The Dynamic Factor Model

[1]:
import matplotlib.pyplot as plt
import numpy as np
import pandas as pd

import metran

metran.show_versions()
Python version: 3.10.12 | packaged by conda-forge | (main, Jun 23 2023, 22:40:32) [GCC 12.3.0]
numpy version: 1.26.4
scipy version: 1.12.0
pandas version: 2.0.3
matplotlib version: 3.8.3
pastas version: 1.3.0
numba version: 0.59.0
lmfit version: 1.2.2

Tip: To run this notebook and the related metran model, it is strongly recommended to install Numba (http://numba.pydata.org). This Just-In-Time (JIT) compiler compiles the computationally intensive part of metran model.

When modeling multiple groundwater time series within the same hydrological system, it often appears that these components show distinct correlations between locations. Usually large part of the correlation is caused by common input stresses like precipitation and evapotranspiration, which shows up within the deterministic components of the models.

The residual components of the univariate TFN models are often correlated as well. This means that there is spatial correlation which has not been captured by the deterministic component, e.g. because of errors in common input data or due to simplification of the hydrological model leading to misspecification of the deterministic component. We can exploit these correlations by modeling the series simultaneously with a dynamic factor model. Dynamic factor modeling (DFM) is a multivariate timeseries analysis technique used to describe the variation among many variables in terms of a few underlying but unobserved variables called factors.

This notebook explains the Dynamic Factor Model (DFM) as presented in Berendrecht and Van Geer, 2016. It describes the model, model parameters and how the results may be interpreted.

1. Basic multivariate AR(1) model

A general univariate AR(1) model can be written as:

\[\begin{split}\begin{align} {x}_t&=\phi x_{t-1}+\eta_t\\ {n}_t&={x}_t+\varepsilon_t \end{align}\end{split}\]

with \(\phi\) the AR(1) parameter, \(\eta_t\) a zero mean white noise process, and \(\varepsilon_t\) the measurement noise. In the current version of metran the measurement noise is assumed to be zero, so that \(n_t=x_t\).

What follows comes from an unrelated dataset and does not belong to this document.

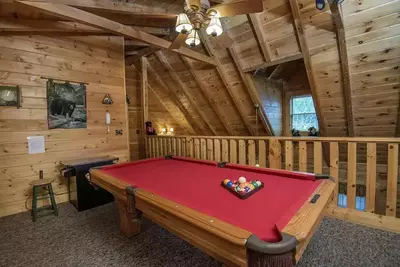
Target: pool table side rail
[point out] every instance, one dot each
(221, 240)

The multivariate extension of this model is:

\[\begin{split}\left[\begin{array}{c}x_{1}\\x_{2}\end{array}\right]_t = \left[\begin{array}{cc}\phi_{1} & 0\\0 & \phi_{2}\end{array}\right] \left[\begin{array}{c}x_{1}\\x_{2}\end{array}\right]_{t-1} + \left[\begin{array}{c}\eta_{1}\\\eta_{2}\end{array}\right]_t\end{split}\]

Or:

\[\mathbf{x}_t=\mathbf{\Phi} \mathbf{x}_{t-1}+\mathbf{\eta}_t\]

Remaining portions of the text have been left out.